While there were many more parts of the interview that I found to be inspirational, this moment made a big impact on me.

Corey Mensinger

I was very nervous going into today’s interview with Alyse Nelson. Vital Voices, the organization that she heads, works, “To identify, invest in and bring visibility to extraordinary women around the world by unleashing their leadership potential to transform lives and accelerate peace and prosperity in their communities.” We had just finished an interview with Senator Joe Manchin, and we had to immediately “jump” over to our next interview. We also had to get up earlier than normal, so I was worried that I would be too burned out by the second interview to fully engage.

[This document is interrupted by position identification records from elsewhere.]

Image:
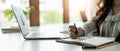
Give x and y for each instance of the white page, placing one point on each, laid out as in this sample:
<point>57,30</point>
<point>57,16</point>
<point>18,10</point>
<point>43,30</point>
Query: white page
<point>91,40</point>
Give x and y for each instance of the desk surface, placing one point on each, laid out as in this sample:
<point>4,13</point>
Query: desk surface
<point>15,42</point>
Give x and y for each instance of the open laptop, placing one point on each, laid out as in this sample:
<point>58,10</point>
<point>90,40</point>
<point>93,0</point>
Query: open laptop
<point>27,34</point>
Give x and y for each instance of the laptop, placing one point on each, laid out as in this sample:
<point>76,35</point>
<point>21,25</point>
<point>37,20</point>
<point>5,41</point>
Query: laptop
<point>26,32</point>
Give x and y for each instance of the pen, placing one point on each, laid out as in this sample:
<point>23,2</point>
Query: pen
<point>76,32</point>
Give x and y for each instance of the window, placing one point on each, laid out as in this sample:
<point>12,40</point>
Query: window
<point>51,12</point>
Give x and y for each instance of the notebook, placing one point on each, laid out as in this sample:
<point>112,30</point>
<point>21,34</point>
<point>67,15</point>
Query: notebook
<point>26,32</point>
<point>99,42</point>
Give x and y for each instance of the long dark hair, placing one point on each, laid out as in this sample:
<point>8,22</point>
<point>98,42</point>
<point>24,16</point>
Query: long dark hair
<point>103,11</point>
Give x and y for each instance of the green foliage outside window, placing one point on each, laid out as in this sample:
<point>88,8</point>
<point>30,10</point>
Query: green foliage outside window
<point>52,16</point>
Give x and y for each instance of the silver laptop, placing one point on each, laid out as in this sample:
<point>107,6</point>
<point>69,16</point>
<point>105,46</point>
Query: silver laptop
<point>27,34</point>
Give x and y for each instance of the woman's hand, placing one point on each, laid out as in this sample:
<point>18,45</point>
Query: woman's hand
<point>73,34</point>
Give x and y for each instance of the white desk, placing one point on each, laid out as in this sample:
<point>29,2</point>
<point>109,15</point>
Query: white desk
<point>15,42</point>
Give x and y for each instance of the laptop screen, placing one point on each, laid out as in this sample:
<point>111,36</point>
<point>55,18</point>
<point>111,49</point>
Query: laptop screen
<point>21,19</point>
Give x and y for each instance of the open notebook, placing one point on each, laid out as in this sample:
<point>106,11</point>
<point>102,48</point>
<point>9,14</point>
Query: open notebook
<point>89,41</point>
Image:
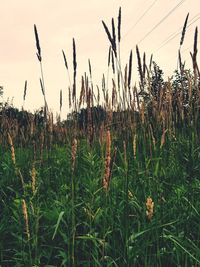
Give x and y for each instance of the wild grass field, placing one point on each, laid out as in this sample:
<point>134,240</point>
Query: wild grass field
<point>115,184</point>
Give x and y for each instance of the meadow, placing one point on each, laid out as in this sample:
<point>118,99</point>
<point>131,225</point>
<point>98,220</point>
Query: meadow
<point>115,184</point>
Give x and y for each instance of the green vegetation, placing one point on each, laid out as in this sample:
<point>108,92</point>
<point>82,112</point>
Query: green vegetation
<point>117,183</point>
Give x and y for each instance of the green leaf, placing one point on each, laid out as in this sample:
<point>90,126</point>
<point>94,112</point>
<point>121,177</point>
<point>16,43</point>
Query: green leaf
<point>58,223</point>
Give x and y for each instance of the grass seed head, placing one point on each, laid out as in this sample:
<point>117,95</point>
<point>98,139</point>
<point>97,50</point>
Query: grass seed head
<point>149,208</point>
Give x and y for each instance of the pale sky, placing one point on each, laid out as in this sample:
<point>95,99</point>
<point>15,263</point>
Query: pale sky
<point>59,21</point>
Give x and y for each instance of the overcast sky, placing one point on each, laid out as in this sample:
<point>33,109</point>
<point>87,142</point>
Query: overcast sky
<point>59,21</point>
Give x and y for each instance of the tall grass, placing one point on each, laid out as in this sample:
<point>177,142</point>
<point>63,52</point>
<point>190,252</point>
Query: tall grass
<point>117,183</point>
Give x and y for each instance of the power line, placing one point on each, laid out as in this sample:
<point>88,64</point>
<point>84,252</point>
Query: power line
<point>177,31</point>
<point>162,20</point>
<point>140,18</point>
<point>174,36</point>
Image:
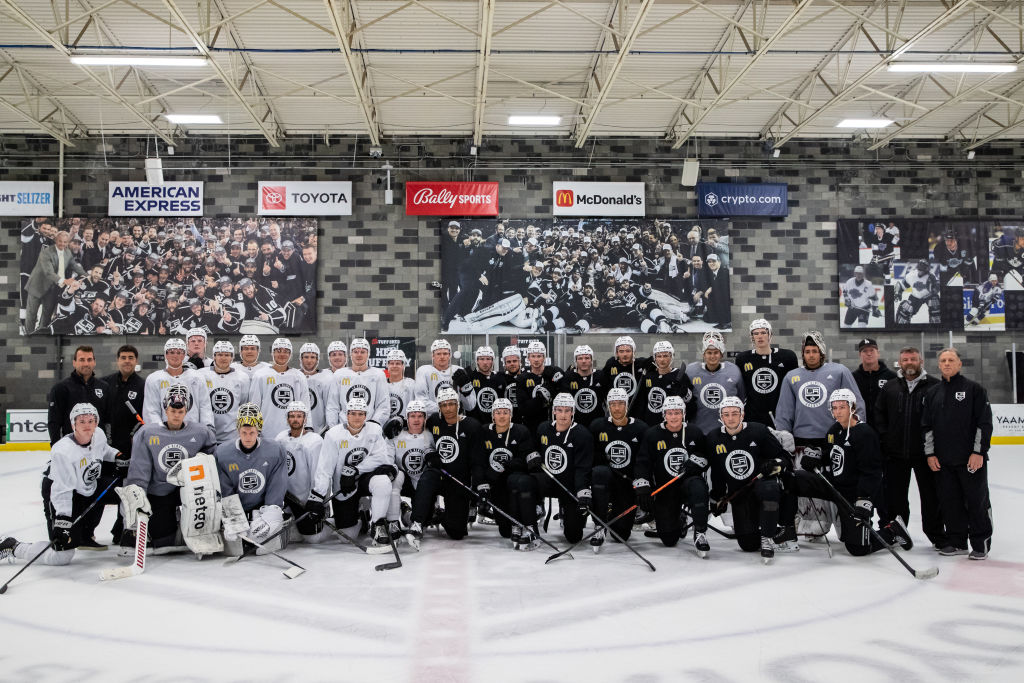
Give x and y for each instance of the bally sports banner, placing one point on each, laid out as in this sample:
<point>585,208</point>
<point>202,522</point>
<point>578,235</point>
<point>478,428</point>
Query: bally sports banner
<point>168,199</point>
<point>599,199</point>
<point>285,198</point>
<point>451,199</point>
<point>26,198</point>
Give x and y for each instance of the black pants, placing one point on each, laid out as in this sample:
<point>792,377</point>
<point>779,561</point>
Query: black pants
<point>432,483</point>
<point>897,485</point>
<point>755,513</point>
<point>966,508</point>
<point>668,508</point>
<point>855,537</point>
<point>611,495</point>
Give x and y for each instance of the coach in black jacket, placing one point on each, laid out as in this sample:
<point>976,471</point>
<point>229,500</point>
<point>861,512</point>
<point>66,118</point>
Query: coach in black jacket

However, as soon as we started talking with her, it felt like I got a boost of energy. Alyse Nelson had a lot of energy, and I think this sort of transferred into us, and helped us get started. We talked with Ms. Nelson about the effect the current crisis has on her organization, and what kind of work she does with women, both during the current pandemic and in a normal global setting.

One of the most inspiring things Ms. Nelson talked about was related to the current pandemic. While I have tried to stay optimistic I am still disappointed I can’t hang out with friends except through zoom, and that I can’t participate in activities that I enjoyed doing before the pandemic. But Alyse Nelson had a different view on all this. She focused on how the entire world was “brought to its knees” by this virus, and how everyone is working hard together to put an end to all of this. The fact that she chose to see this pandemic as an opportunity for global unity, instead of as something that keeps us away from everything, is inspiring and unique, since I think that most people are not focusing on the positives. For me, it sparked a lot of hope for the future, that maybe this global unity can carry on even after the pandemic has ended, and that we can use this unity to work on other global issues, such as climate change or equality between genders. I will use what she said to be more positive during this time and I hope what she said allows others to do the same.

Paola Jacobs

First of all, what a great interview with Alyse Nelson. Based on this interview I could tell she is a hard worker, dedicated to spending time on the things she believes matter. During our time together, she spoke her truth and enlightened the room with her positivity.

Paola asks Alyse Nelson a question

Positivity is something I believe is not easy to always achieve, especially during a crisis. It’s easy to get drawn into all the negatives and forget about what good could come out of all of this. I’m not one to dwell in negativity. I like to find things that are positive, especially when negativity seems to be everywhere right now.

Alyse Nelson said, “If we want to come back stronger from this we need to know what we are learning from this.” I’ve been hearing this often and I’m noticing that there isn’t enough solidarity in the world where we are uniting and helping other countries so they feel like we are in this together rather than separately fighting the same war. But, I’m also noticing a lot of support within communities helping others and I want to strive to put more of my energy into the ways I can help others during this pandemic.

Overall, I was inspired by this interview with Alyse Nelson. Her presence was so bright, she was truly a light in the room. She had so much energy and that made it easy to understand her and to be inspired by her words. There was a positive message in everything she said and I found that very hopeful, especially during a time when we are all in need of positivity!